Christian Maximilian Baer was a German still life, history and genre painter.
Baer attended the commercial school and grammar school in his home town, then studied drawing at the Nuremberg Royal School of Arts and Crafts under Karl Raupp and accompanied his master on his study trips to the Bavarian Alps.
From 1874, Baer studied painting at the Royal Academy of Arts in Munich under Alexander von Wagner and later under Wilhelm von Lindenschmit the Younger. Baer became associated with the Leibl-Trübner circle. Baer's house no. 21 on the Fraueninsel, the so-called Malergütl, was an artistic hub and became a meeting place for many well-known artists.
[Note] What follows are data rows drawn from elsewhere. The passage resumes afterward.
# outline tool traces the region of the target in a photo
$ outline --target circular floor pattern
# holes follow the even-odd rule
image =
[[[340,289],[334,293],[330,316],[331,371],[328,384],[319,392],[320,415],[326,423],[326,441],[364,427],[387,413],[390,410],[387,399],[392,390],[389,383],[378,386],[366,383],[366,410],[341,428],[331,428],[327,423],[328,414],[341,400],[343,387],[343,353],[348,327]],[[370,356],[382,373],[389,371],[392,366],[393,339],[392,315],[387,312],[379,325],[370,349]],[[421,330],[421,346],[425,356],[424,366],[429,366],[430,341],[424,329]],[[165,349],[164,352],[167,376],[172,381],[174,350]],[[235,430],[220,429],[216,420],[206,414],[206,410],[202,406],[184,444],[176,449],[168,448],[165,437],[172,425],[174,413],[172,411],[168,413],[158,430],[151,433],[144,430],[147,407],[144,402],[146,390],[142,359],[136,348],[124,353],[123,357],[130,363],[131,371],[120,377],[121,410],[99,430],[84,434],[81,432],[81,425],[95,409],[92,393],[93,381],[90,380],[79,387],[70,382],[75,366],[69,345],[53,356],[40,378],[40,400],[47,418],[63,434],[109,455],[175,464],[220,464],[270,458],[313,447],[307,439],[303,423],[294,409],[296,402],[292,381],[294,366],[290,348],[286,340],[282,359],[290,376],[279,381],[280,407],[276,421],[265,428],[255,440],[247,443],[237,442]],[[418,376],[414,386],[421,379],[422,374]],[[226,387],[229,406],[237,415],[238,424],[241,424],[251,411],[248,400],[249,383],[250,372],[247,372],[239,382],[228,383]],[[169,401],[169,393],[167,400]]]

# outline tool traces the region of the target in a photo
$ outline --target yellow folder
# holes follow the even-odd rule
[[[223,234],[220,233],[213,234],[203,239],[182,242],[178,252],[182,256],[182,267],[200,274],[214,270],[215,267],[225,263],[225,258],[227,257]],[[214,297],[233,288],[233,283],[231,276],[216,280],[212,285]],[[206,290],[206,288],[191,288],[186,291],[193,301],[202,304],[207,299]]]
The house, which is now a listed building, is still owned by the family today.
From 1878 to 1911, Baer was represented almost every year at the Munich Glass Palace Exhibitions, where he was twice awarded a gold medal. In 1895 he was a member of the painting jury. In 1911, the year of his death, on the occasion of the jubilee exhibition in honor of the 90th birthday of His Royal Highness, Prince Regent Luitpold of Bavaria, a total of eighteen of his paintings were exhibited in room no. 39. Many of his works appeared in the Gartenlaube.
His wife Rosa Baer, née Stradal (1858-1941), was the sister of the composer and Liszt pupil August Stradal. She also served as a model for many of his paintings.
The engineer Herbert Baer and Friedrich Baer were his sons.